47896 Commits

Author SHA1 Message Date
Craig Topper
13fe673301 [RISCV] Move NTLH hint emission into RISCVAsmPrinter.cpp.
Rather than having a separate pass to add the hint instructions,
emit them directly into the streamer during asm printing.

Reviewed By: BeMg, kito-cheng

Differential Revision: https://reviews.llvm.org/D149511
2023-05-01 12:05:18 -07:00
Craig Topper
e56c6f3a8c [RISCV] Prevent lowerVectorStrictFSetcc from creatin an ISD::AND with identical operands.
This AND immediately gets legalized to RISCVISD::VMAND_VL and we don't
yet have DAG combine to optimize that away. So this is a quick fix to
improve generated code.
2023-04-29 21:42:45 -07:00
Ian Douglas Scott
34b37c00ab [M68k] Add instruction selection support for zext with PCD addressing
Instruction selection was failing when trying to zero extend a value
loaded from a PC-relative address. This adds support for zero extension
using the "program counter indirect with displacement" addressing mode.
It also adds a test with code that was previously failing to compile.

This fixes a compile error in Rust's libcore.

Differential Revision: https://reviews.llvm.org/D149034
2023-04-29 16:27:16 -07:00
David Green
f1961153c2 [ARM] Add predicated shift patterns
This uses the patterns defined in MVE_TwoOpPattern to add predicated patterns
for vshls/u instructions.

Differnetial Revision: https://reviews.llvm.org/D149366
2023-04-29 20:32:54 +01:00
Craig Topper
df017ba9d3 [TargetLowering] Don't use ISD::SELECT_CC in expandFP_TO_INT_SAT.
This function gets called for vectors and ISD::SELECT_CC was never
intended to support vectors. Some updates were made to support
it when this function started getting used for vectors.
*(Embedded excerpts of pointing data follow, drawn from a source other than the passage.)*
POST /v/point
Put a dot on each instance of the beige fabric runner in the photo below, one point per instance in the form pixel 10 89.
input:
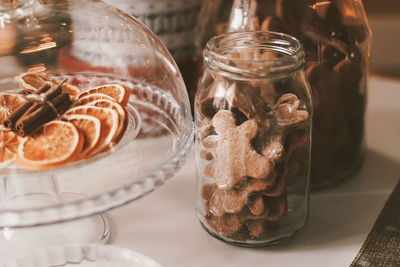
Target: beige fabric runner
pixel 382 246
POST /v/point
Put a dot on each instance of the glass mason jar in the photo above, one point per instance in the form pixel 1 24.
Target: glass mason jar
pixel 336 39
pixel 253 115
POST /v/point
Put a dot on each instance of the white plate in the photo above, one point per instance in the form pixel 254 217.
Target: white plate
pixel 91 255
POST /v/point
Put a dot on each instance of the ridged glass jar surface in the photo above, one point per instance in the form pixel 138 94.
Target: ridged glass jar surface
pixel 336 39
pixel 253 114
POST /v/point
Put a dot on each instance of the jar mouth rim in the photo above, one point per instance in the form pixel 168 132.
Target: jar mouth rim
pixel 288 50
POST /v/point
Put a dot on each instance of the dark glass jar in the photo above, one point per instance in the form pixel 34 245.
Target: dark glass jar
pixel 253 115
pixel 336 39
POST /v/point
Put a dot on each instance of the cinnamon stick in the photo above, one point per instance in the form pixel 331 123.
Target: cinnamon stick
pixel 22 109
pixel 49 95
pixel 45 113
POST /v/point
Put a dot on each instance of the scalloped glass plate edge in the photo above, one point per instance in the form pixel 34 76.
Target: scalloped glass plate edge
pixel 100 203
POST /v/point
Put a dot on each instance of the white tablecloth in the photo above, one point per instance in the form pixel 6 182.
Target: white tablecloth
pixel 164 226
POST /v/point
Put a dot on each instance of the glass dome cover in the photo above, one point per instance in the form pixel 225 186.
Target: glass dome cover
pixel 86 44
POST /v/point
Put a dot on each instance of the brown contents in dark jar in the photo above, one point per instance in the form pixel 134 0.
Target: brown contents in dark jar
pixel 336 39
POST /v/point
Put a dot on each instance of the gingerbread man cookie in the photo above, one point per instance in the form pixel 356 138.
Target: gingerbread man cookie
pixel 234 156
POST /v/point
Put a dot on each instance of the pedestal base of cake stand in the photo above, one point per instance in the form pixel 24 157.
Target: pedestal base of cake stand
pixel 19 242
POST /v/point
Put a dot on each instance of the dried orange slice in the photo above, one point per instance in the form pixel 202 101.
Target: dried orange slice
pixel 109 124
pixel 116 91
pixel 8 103
pixel 56 143
pixel 91 97
pixel 32 82
pixel 90 127
pixel 105 103
pixel 8 146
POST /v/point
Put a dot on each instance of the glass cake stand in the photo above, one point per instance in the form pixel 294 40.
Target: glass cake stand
pixel 87 44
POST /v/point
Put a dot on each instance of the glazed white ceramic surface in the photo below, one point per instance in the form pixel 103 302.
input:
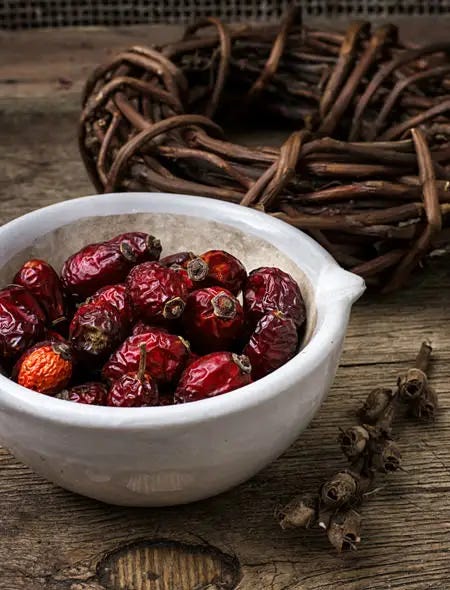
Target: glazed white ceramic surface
pixel 176 454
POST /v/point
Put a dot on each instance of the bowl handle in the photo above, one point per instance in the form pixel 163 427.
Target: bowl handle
pixel 339 284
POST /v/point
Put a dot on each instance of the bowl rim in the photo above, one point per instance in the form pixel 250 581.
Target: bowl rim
pixel 332 313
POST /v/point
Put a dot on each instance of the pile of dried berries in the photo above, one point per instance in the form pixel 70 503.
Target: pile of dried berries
pixel 122 327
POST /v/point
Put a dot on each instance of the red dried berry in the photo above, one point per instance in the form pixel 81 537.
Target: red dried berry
pixel 96 266
pixel 25 301
pixel 213 319
pixel 273 343
pixel 18 330
pixel 144 247
pixel 53 336
pixel 45 367
pixel 118 297
pixel 217 268
pixel 95 331
pixel 158 293
pixel 141 327
pixel 92 393
pixel 134 389
pixel 183 274
pixel 166 356
pixel 42 281
pixel 177 259
pixel 211 375
pixel 271 289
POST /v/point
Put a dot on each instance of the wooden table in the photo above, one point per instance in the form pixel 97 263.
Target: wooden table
pixel 54 540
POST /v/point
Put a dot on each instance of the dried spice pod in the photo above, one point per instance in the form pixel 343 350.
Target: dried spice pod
pixel 211 375
pixel 92 394
pixel 118 297
pixel 41 279
pixel 18 330
pixel 271 289
pixel 375 406
pixel 213 319
pixel 96 266
pixel 273 343
pixel 46 367
pixel 217 268
pixel 301 511
pixel 136 389
pixel 95 330
pixel 158 293
pixel 167 355
pixel 141 246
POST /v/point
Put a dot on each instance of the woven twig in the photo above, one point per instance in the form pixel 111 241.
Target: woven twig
pixel 366 173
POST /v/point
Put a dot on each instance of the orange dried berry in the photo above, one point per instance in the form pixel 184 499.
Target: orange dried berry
pixel 45 368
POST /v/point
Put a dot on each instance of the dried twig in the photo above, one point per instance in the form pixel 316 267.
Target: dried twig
pixel 370 450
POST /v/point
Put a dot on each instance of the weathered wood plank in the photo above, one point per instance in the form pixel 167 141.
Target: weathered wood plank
pixel 51 539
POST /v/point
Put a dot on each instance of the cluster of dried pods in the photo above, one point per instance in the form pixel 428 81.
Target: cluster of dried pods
pixel 367 171
pixel 370 450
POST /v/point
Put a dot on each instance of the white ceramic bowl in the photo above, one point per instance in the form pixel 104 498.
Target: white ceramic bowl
pixel 176 454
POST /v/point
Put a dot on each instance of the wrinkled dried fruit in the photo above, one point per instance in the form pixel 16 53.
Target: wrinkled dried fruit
pixel 45 367
pixel 130 392
pixel 18 330
pixel 158 293
pixel 134 389
pixel 177 259
pixel 144 247
pixel 118 297
pixel 96 266
pixel 211 375
pixel 53 336
pixel 213 319
pixel 25 301
pixel 166 356
pixel 95 331
pixel 92 393
pixel 217 268
pixel 271 289
pixel 273 343
pixel 183 274
pixel 42 281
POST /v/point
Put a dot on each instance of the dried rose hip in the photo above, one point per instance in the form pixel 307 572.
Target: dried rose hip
pixel 273 343
pixel 95 331
pixel 158 293
pixel 118 297
pixel 213 319
pixel 217 268
pixel 18 330
pixel 136 389
pixel 42 281
pixel 141 327
pixel 45 367
pixel 142 246
pixel 271 289
pixel 211 375
pixel 53 336
pixel 96 266
pixel 166 356
pixel 92 393
pixel 25 301
pixel 178 259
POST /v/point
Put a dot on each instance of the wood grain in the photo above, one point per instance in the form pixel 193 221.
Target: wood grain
pixel 51 539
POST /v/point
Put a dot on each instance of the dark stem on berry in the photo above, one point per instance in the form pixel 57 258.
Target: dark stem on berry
pixel 142 361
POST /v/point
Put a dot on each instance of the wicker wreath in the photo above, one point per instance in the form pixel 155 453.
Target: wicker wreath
pixel 366 172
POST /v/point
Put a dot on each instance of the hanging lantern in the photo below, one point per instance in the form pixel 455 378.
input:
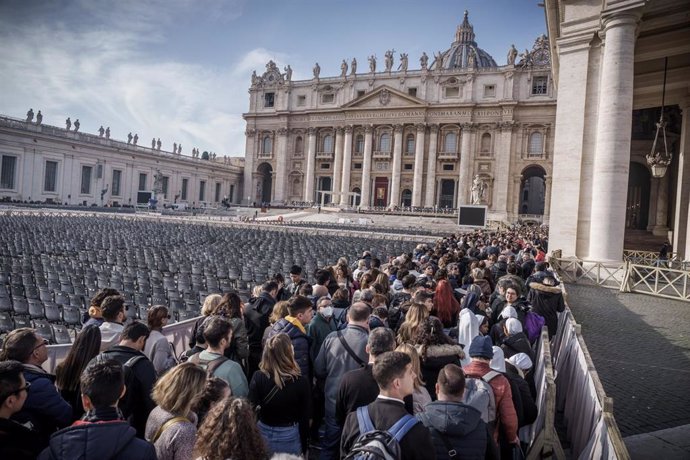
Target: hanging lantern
pixel 659 159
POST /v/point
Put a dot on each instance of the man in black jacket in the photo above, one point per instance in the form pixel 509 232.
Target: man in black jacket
pixel 140 375
pixel 395 378
pixel 102 433
pixel 256 314
pixel 454 425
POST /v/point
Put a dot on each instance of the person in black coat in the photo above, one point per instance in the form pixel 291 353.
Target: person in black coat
pixel 101 433
pixel 455 424
pixel 394 375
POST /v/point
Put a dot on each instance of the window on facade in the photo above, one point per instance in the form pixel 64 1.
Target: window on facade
pixel 117 181
pixel 50 180
pixel 266 145
pixel 452 91
pixel 164 186
pixel 142 181
pixel 328 143
pixel 385 142
pixel 359 144
pixel 536 144
pixel 202 190
pixel 450 142
pixel 185 186
pixel 486 143
pixel 540 85
pixel 86 173
pixel 409 143
pixel 8 172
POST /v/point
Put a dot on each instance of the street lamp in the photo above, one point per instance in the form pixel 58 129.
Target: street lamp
pixel 659 159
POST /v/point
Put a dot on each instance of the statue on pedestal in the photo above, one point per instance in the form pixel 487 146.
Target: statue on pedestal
pixel 512 54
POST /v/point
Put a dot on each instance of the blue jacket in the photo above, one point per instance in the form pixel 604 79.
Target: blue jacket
pixel 463 427
pixel 44 407
pixel 301 343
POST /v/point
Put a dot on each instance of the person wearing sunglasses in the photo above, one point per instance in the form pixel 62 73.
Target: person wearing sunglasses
pixel 16 440
pixel 44 408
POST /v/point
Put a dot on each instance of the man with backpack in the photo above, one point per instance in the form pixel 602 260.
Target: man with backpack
pixel 495 400
pixel 455 425
pixel 384 428
pixel 140 375
pixel 218 335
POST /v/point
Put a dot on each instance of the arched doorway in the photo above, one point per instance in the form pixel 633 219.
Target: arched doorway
pixel 406 200
pixel 265 184
pixel 532 191
pixel 637 207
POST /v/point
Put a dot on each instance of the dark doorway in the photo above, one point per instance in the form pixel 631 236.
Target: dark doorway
pixel 264 186
pixel 637 207
pixel 532 190
pixel 447 193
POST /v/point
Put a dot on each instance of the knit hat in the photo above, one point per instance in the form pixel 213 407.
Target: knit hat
pixel 481 347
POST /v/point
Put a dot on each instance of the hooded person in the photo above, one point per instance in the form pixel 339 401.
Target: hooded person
pixel 455 425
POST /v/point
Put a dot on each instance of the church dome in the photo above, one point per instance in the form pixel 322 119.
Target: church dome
pixel 464 52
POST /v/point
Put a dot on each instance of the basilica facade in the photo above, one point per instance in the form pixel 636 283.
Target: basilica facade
pixel 458 129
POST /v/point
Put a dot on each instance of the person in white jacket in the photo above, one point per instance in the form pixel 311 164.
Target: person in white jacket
pixel 157 348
Overall, using separate ISD::SETCC and ISD::SELECT looks like an
improvement even for scalar.

Reviewed By: RKSimon

Differential Revision: https://reviews.llvm.org/D149481
2023-04-29 10:23:08 -07:00
Joseph Huber
a1da746157 [AMDGPU] Place global constructors in .init_array and .fini_array
For the GPU, we emit external kernels that call the initializers and
constructors, however if we had a persistent kernel like in the `_start`
kernel for the `libc` project, we could initialize the standard way of
calling constructors. This patch adds new global variables containing
pointers to the constructors to be called. If these are placed in the
`.init_array` and `.fini_array` sections, then the backend will handle
them specially. The linker will then provide the `__init_array_` and
`__fini_array_` sections to traverse them. An implementation would look
like this.

```
extern uintptr_t __init_array_start[];
extern uintptr_t __init_array_end[];
extern uintptr_t __fini_array_start[];
extern uintptr_t __fini_array_end[];

using InitCallback = void(int, char **, char **);
using FiniCallback = void(void);

extern "C" [[gnu::visibility("protected"), clang::amdgpu_kernel]] void
_start(int argc, char **argv, char **envp) {
  uint64_t init_array_size = __init_array_end - __init_array_start;
  for (uint64_t i = 0; i < init_array_size; ++i)
    reinterpret_cast<InitCallback *>(__init_array_start[i])(argc, argv, env);
  uint64_t fini_array_size = __fini_array_end - __fini_array_start;
  for (uint64_t i = 0; i < fini_array_size; ++i)
    reinterpret_cast<FiniCallback *>(__fini_array_start[i])();
}
```

Reviewed By: yaxunl

Differential Revision: https://reviews.llvm.org/D149340
2023-04-29 08:40:19 -05:00
Matt Arsenault
bc37be1855 LangRef: Add "dynamic" option to "denormal-fp-math"
This is stricter than the default "ieee", and should probably be the
default. This patch leaves the default alone. I can change this in a
future patch.

There are non-reversible transforms I would like to perform which are
legal under IEEE denormal handling, but illegal with flushing zero
behavior. Namely, conversions between llvm.is.fpclass and fcmp with
zeroes.

Under "ieee" handling, it is legal to translate between
llvm.is.fpclass(x, fcZero) and fcmp x, 0.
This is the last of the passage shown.